Before I begin my answer and because you use both terms in your question, I'd like to note that:
$$
loss \; function = cost \ function
$$
The cost function is the way your model evaluates its performance. The lower the cost, the closer your predictions are to the targets and thus the better your model is performing. This is the definition of the loss function. So, the goal of the whole learning process is to simply lower the value of the cost function.
How do you proceed to minimize the cost? SGD! Once you reach a local minima and the cost is at its lowest value, you can say that that's the closest your predictions can get to the targets.
In case something isn't exactly clear I'll answer your questions one by one:
When calculating the derivative of the the cost with respect to the weights, why is it that we move in the direction of minimising this cost?
Because that's the goal of the whole training procedure: to minimize the cost. The cost shows you how close your predictions are to the targets.
Why does this optimise the model and cause weight adjustment that produces better predictions.

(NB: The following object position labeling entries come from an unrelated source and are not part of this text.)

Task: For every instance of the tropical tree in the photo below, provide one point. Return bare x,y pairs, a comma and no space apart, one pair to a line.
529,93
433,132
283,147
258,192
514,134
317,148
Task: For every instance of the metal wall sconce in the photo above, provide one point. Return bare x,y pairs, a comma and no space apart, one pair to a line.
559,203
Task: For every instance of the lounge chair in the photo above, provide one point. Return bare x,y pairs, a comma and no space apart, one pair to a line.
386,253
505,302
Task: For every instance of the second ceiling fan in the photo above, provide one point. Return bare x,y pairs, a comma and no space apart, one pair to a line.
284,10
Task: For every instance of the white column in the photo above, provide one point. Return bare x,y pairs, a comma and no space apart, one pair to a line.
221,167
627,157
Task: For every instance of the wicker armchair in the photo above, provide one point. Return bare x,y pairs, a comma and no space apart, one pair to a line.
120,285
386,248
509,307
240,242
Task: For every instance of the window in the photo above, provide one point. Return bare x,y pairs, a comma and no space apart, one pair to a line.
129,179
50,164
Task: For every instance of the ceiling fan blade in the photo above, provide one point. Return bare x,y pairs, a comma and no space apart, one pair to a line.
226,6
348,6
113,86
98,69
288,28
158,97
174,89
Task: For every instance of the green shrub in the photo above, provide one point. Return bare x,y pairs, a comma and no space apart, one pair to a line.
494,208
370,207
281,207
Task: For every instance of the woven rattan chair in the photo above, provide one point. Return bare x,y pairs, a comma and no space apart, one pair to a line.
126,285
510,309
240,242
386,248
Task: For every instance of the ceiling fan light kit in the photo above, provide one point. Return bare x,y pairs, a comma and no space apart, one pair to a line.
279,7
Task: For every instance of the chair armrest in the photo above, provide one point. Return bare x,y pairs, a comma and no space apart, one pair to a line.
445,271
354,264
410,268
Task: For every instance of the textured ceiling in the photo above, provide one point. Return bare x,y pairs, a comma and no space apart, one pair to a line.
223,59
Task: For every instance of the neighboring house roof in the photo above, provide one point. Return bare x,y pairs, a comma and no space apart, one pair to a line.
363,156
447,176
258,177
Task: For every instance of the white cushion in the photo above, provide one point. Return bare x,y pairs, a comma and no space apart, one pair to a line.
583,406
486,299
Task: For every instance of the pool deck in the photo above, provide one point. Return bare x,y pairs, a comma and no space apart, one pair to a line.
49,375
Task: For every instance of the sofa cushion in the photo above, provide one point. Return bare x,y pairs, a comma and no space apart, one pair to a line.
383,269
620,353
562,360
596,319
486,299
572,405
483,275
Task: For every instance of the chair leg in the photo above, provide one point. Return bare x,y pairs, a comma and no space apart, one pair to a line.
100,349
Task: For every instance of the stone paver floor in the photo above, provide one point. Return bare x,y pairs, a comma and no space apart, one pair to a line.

Is the local minima directly linked to the loss function?
Yes the local minimum is referring to the loss function. I.e. it's a place in the function where, whichever direction you choose will increase its value.
Is it intuitive that the loss function creates error metric 'x' and that finding the local maximum through gradient descent for example would simply increase the error and thus weight adjustment moves in the wrong direction?
No, the (training) error is measured by the loss function. By minimizing the loss function, by definition, you are reducing the error.